Crashes and punctures said:
Nope, still not right. The team (farmer) would buy all the bikes that they said they bought. Nothing changes there. It's what they did with the bikes (tomatoes) when they got home that is the issue. That has nothing to do with how many tomatoes trek took to the market.
The team, the farmer, will then say they either no longer have records of what happened to all the bikes, or they sold them on. But that doesn't prove what they used the money for. Do you see? And this has nothing to do with federal funds either.
This is a total dead end. Old Columbo is going to be chasing lance around for a long time if this is all he has.
i doubt they are pursuing the bikes-for-doping angle either, but mainly because the bikes presumably became the property of the team the minute they were given to them, and so the team was free to do whatever they wished with them.
i agree that the misuse of federal funds issue is also pretty tenuous, but for a different reason--the united state postal service is not a federal agency, it is a quasi-governmental, private corporation with a federally sanctioned monopoly. funds from the USPS are not governmental funds. also, like the bikes above, the money paid to the team would become the team's property as soon as it was transferred, and they were likewise free to do what they wanted to with it.
regarding culpability for tax payer funds paid from USPS to the team, which was subsequently used in an illegal manner by the team, responsibility would lie, if at all, with USPS itself failing to conduct due diligence and proper audits etc. but even then it is a pretty weak argument: if you work for the government and you use part of your salary to buy drugs and child pornography, and your boss knows you do this, neither you, nor your boss, is guility of misuse of public funds--the funds stopped being public when they were given to you as your salary. classic misuse of public funds is when you have access to a government expense account and are paying for your private expenses directly from the government's account.
trek is probably being subpoenaed because they have a long business history with lance and a long history of colluding with him in inappropriate ways (see the greg lemond case). prosecutors cast as big a net as their funding and staff allows--the bigger the net, the better the chance of finding something that sticks.
it isn't clear to me how money laundering is an issue in this case. money laundering is a way to account for excess cash in one's bank account that can't be explained by one's income. trek presumably gave the bikes, real or other wise, to the team. they didn't sell them to the team. so there is no money laundering there. if the team then sold the bikes and bought PEDs with the proceeds--that's just a straight up transaction: grandma gives you an ugly sweater for christmas, you sell it for whatever you can get for it. no money laundering has occurred, you've just sold something you own.
how to launder money:
The solution--classic money laundering--is to create a business to ostensibly earn that money.
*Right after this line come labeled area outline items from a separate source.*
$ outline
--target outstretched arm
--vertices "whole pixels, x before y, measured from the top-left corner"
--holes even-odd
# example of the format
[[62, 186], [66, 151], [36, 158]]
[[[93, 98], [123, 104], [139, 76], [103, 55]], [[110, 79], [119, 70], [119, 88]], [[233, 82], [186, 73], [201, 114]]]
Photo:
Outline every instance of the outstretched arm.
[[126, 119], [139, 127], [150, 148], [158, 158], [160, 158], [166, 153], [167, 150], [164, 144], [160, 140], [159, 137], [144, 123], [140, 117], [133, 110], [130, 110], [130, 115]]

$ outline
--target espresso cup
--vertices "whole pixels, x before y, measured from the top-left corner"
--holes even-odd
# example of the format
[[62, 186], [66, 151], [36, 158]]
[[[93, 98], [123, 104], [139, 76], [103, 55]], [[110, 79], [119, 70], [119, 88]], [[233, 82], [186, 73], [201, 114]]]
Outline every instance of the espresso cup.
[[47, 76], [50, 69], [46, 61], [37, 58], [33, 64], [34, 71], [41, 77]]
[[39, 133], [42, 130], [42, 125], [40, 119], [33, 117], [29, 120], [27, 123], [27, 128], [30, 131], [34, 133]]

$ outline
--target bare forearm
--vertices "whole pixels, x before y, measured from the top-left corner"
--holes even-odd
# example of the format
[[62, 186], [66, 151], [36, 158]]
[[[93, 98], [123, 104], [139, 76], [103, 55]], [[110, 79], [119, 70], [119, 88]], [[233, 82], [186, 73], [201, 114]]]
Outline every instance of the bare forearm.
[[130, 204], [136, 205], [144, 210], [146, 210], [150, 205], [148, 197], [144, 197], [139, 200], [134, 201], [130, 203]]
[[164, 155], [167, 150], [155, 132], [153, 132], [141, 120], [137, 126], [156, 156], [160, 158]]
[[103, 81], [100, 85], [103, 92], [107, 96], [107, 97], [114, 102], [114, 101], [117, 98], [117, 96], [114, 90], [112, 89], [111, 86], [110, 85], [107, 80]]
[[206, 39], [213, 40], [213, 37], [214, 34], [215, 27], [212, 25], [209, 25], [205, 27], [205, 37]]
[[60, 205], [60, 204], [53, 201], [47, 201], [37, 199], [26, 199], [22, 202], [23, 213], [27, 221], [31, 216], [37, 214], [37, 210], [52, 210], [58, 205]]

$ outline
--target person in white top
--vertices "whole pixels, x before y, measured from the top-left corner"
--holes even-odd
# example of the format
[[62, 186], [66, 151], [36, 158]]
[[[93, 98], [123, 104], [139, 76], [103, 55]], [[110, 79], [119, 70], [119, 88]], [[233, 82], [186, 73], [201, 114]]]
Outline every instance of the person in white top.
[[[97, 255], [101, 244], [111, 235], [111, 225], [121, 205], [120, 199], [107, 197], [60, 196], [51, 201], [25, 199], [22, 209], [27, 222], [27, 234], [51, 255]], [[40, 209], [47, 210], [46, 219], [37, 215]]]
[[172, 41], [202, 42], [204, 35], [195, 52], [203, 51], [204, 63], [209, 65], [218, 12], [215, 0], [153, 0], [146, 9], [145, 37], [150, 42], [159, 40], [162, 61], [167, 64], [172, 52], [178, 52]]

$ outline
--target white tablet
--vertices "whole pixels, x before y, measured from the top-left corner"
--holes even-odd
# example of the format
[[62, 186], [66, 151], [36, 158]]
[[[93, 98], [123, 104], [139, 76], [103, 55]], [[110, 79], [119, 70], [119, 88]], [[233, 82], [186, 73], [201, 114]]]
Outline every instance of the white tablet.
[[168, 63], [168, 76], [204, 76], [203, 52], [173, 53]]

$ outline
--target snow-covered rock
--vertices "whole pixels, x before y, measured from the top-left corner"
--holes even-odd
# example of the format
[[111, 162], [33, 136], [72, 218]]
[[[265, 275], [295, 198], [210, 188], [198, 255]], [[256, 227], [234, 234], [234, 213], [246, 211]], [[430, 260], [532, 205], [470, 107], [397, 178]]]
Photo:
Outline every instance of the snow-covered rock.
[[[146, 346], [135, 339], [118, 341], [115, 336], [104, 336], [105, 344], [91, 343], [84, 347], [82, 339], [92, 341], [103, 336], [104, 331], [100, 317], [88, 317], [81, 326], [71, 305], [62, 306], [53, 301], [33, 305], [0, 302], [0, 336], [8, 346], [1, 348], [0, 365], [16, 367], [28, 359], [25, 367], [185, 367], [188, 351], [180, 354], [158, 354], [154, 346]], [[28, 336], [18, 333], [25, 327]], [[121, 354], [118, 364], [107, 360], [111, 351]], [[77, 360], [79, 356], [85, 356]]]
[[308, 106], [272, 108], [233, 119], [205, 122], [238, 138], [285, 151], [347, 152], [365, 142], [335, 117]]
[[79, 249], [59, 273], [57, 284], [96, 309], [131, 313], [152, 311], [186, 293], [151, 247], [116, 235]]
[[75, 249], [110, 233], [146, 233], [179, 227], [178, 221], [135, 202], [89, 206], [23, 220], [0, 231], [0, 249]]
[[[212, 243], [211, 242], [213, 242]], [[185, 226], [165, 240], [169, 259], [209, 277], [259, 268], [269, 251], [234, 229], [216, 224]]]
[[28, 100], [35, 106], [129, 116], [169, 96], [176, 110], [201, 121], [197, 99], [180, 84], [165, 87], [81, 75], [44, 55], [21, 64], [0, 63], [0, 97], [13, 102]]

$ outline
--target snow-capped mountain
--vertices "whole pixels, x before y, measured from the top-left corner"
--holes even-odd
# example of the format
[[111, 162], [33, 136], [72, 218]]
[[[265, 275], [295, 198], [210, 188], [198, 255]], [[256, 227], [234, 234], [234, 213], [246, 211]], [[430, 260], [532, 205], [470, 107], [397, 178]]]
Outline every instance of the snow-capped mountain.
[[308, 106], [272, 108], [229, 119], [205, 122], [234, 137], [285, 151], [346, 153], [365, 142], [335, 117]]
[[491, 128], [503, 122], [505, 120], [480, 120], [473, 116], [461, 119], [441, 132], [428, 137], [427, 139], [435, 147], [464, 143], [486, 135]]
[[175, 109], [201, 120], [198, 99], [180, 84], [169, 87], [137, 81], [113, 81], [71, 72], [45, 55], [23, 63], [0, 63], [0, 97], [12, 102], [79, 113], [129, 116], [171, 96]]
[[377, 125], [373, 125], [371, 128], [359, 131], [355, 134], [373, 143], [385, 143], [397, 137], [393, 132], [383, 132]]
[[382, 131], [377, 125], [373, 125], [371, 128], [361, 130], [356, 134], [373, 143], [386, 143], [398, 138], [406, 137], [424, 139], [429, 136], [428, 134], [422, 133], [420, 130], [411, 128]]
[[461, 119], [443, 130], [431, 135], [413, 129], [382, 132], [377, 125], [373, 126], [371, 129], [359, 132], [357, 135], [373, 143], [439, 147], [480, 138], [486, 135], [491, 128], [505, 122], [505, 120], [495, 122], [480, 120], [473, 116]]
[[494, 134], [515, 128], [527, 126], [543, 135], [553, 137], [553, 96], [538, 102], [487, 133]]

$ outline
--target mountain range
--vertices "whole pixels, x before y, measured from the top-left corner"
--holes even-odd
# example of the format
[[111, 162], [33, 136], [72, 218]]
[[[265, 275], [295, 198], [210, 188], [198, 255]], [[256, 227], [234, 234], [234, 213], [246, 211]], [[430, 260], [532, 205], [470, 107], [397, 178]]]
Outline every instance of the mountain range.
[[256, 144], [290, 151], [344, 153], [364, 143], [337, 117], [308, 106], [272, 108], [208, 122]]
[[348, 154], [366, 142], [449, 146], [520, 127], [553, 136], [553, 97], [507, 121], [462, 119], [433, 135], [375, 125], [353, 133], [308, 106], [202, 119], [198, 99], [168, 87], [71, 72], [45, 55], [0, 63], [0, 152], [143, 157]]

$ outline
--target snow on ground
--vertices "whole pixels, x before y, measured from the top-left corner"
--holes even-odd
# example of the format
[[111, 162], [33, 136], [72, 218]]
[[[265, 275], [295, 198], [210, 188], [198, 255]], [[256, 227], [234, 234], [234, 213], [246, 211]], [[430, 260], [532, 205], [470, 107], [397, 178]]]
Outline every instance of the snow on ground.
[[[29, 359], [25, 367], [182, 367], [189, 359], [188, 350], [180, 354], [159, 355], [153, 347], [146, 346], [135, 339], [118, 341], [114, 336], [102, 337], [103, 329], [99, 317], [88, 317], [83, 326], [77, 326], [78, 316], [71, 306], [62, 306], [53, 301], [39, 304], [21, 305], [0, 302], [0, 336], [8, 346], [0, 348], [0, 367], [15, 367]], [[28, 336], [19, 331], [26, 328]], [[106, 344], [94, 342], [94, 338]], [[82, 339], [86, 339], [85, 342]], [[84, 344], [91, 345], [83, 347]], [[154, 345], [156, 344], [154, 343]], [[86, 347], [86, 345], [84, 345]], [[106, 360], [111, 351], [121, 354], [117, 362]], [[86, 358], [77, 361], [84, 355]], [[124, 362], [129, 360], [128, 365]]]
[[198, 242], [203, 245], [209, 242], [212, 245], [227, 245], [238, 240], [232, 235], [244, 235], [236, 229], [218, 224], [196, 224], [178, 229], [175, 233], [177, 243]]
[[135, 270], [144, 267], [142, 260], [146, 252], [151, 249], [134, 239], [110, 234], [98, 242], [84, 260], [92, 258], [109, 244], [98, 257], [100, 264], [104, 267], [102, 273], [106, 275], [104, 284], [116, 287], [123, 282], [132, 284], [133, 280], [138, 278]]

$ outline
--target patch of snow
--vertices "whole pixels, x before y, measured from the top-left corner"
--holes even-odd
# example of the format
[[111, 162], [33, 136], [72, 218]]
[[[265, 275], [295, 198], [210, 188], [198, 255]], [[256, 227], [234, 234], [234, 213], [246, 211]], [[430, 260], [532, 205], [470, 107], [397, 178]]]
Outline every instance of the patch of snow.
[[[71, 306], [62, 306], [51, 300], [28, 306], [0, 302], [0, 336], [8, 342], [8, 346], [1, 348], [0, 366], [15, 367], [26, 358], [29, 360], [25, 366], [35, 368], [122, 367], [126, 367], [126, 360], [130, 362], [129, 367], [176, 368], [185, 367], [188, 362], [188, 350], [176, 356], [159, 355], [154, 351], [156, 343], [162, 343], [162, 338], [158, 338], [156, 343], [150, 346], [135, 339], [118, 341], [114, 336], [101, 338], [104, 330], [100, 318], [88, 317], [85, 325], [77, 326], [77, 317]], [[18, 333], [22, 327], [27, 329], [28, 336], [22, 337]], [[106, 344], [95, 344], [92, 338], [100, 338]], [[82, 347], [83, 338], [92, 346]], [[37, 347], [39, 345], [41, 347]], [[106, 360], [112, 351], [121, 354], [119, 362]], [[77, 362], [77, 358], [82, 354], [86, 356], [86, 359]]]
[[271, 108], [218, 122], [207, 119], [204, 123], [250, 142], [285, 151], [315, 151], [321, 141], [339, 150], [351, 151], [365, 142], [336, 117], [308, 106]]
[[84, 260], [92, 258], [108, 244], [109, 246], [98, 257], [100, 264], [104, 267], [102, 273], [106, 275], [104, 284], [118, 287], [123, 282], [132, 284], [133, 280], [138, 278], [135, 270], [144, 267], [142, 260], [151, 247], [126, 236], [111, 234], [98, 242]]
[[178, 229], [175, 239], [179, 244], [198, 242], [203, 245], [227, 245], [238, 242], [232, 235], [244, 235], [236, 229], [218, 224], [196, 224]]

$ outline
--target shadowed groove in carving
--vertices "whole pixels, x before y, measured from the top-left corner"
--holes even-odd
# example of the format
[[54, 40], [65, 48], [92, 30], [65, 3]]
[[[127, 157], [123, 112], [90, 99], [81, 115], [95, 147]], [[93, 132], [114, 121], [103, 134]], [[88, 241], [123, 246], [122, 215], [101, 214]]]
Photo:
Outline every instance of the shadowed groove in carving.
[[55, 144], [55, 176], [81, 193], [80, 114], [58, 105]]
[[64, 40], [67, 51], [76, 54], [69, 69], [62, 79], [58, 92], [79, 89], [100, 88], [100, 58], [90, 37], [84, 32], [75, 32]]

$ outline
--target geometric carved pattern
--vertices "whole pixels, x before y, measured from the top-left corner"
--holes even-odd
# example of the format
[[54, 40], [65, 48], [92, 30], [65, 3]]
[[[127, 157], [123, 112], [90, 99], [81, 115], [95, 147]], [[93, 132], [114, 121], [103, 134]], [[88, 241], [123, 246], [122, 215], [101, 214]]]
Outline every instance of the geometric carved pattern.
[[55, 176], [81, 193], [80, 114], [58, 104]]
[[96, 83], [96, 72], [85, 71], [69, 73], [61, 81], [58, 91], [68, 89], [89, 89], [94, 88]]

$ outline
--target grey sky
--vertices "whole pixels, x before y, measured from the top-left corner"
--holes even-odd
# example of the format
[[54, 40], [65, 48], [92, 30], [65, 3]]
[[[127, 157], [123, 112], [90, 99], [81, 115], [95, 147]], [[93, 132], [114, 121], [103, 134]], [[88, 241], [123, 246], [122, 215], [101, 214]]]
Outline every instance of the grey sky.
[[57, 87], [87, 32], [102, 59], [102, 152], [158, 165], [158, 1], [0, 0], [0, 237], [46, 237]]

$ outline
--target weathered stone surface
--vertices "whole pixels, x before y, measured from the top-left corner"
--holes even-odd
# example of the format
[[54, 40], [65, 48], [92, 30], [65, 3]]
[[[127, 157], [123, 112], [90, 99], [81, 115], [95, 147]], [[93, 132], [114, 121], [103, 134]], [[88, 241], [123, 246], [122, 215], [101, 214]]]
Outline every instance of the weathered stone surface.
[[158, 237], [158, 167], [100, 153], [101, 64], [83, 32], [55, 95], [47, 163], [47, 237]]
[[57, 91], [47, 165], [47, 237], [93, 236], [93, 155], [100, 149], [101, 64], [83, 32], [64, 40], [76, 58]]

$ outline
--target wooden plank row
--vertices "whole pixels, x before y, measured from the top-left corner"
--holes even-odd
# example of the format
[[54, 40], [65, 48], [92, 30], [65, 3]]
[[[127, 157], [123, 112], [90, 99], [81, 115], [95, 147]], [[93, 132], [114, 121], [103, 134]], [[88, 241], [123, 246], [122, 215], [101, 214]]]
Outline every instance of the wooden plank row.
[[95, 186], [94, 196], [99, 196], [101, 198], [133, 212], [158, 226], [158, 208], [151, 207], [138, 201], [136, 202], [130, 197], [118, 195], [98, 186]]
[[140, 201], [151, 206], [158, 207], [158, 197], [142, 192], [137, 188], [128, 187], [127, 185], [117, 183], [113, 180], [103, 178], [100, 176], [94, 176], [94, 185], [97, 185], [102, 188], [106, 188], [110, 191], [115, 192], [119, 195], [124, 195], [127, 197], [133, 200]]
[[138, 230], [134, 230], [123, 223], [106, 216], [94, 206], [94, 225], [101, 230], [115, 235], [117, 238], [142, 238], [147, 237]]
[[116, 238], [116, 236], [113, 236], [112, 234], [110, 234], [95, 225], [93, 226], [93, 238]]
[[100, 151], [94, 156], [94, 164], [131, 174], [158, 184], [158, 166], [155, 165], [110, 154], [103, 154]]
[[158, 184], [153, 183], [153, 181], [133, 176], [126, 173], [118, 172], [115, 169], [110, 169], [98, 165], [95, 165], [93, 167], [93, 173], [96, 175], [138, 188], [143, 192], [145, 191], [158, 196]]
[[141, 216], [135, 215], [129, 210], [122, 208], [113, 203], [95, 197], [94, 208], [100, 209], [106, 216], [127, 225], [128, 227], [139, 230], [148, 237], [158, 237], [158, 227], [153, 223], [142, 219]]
Any business that brings in a good deal of cash will do. You run the business as usual during the day. Then, after closing, you feed in your day's illicit receipts, pretending that they'd been received by the business. In due course the business pays its taxes and all the tax man can see is that you're running an unusually profitable business.
Now, the tax man may well take an interest in such a profitable business, so it's best if it'd be hard to prove that you couldn't be doing the business you're paying taxes on. A bar, for example, wouldn't be the best choice, because you wouldn't have ordered enough booze to pour all the drinks your books will say you've sold. Coin operated laundries and car washes are classics, because the only way to prove that you hadn't actually done all that business would be to have an undercover agent surveil your place for weeks, counting every coin inserted by every customer. (Although agents have been known to subpoena the water bill and try to make the case that way.)